However, the Newcastle board refused to allow the move, and the Argentina international was forced to stay on Tyneside.
Coloccini, though, now insists he has overcome his difficulties and is keen to stay at the club until at least 2016, when his current deal expires.
"As you know, I had personal problems," Coloccini told the Guardian ahead of Monday night's match at Manchester City. "I spoke with my family this summer and had to take a decision. I told them I've worked all my life to have my dream of playing at the top level of football. It was a difficult conversation but they could understand that and that's why I'm here now.
"I made my decision in the middle of the holidays. I am here now and I am happy. My relationship with Newcastle was very important in making my decision. All the fans in the street, when they stopped me, they asked me to stay and those things sometimes make the difference.
"Newcastle is a special club for me, of course. I've supported San Lorenzo since I was small but I feel something for Newcastle now. I've been here five years and the fans are amazing. I have a contract for a long time here and hopefully I can see out that contract."
Last week, Coloccini, along with the rest of the Argentina squad, met with Pope Francis -- an avid San Lorenzo supporter.
"I knew Pope Francis was a San Lorenzo fan.
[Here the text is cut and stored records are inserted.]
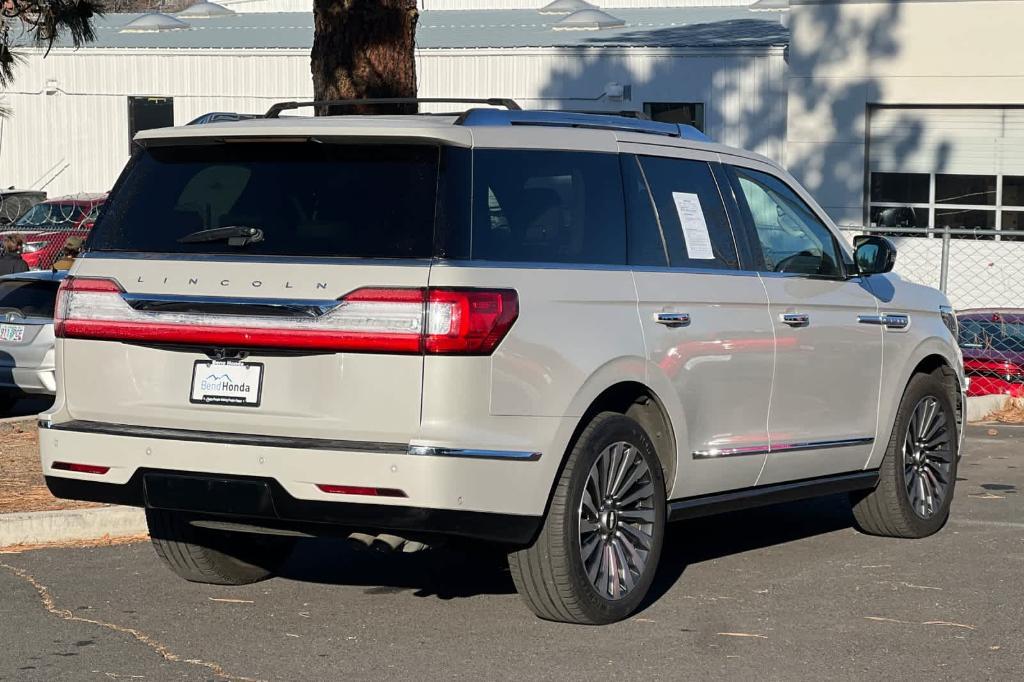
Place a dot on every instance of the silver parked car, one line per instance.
(27, 353)
(550, 330)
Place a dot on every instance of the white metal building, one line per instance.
(897, 112)
(74, 112)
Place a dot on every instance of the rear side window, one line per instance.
(307, 199)
(556, 207)
(690, 212)
(28, 299)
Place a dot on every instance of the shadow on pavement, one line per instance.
(452, 572)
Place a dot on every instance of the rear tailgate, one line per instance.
(243, 250)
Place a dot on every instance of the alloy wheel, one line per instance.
(616, 520)
(928, 458)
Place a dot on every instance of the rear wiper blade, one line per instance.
(239, 236)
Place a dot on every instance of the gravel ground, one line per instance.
(22, 484)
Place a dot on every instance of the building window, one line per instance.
(946, 200)
(690, 114)
(148, 113)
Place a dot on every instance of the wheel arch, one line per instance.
(620, 388)
(931, 355)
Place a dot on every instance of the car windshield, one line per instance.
(28, 299)
(991, 334)
(305, 199)
(51, 216)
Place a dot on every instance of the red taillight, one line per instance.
(80, 468)
(361, 489)
(468, 322)
(439, 322)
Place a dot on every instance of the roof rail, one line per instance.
(274, 112)
(600, 121)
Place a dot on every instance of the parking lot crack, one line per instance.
(162, 649)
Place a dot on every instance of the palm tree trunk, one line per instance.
(364, 48)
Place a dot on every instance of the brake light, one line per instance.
(435, 321)
(80, 468)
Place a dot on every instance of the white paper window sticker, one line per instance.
(694, 226)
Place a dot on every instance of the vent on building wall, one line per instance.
(206, 10)
(155, 23)
(589, 19)
(770, 6)
(565, 7)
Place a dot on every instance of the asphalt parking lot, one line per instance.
(791, 592)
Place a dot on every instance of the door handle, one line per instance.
(796, 318)
(673, 318)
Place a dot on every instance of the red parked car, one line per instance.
(47, 226)
(992, 342)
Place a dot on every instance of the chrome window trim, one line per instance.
(770, 449)
(254, 258)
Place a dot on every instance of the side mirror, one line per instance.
(873, 254)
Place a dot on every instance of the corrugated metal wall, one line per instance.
(306, 5)
(69, 131)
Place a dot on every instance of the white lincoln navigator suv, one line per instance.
(553, 331)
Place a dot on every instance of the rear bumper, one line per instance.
(494, 495)
(211, 496)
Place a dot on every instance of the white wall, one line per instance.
(76, 139)
(845, 56)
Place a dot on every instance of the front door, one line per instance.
(824, 403)
(708, 333)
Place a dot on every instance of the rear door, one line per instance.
(705, 316)
(300, 317)
(828, 361)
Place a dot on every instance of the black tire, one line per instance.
(551, 574)
(215, 557)
(888, 509)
He has a season ticket and everything," he said. "You could tell he still really loves San Lorenzo when he spoke with us last week. I shook hands with him. He is always speaking about San Lorenzo and so for me as a fan it was amazing."
Coloccini’s first responsibility of the new Premier League season could be to mark compatriot Sergio Aguero on Monday, and the defender is well aware of the task in hand.
"Sergio's very good," he said. "He's a good man and a fantastic player. I'm good friends with him. How we can stop him is difficult to say because he is a top player and can do what he wants every time. We may have to give him a little kick."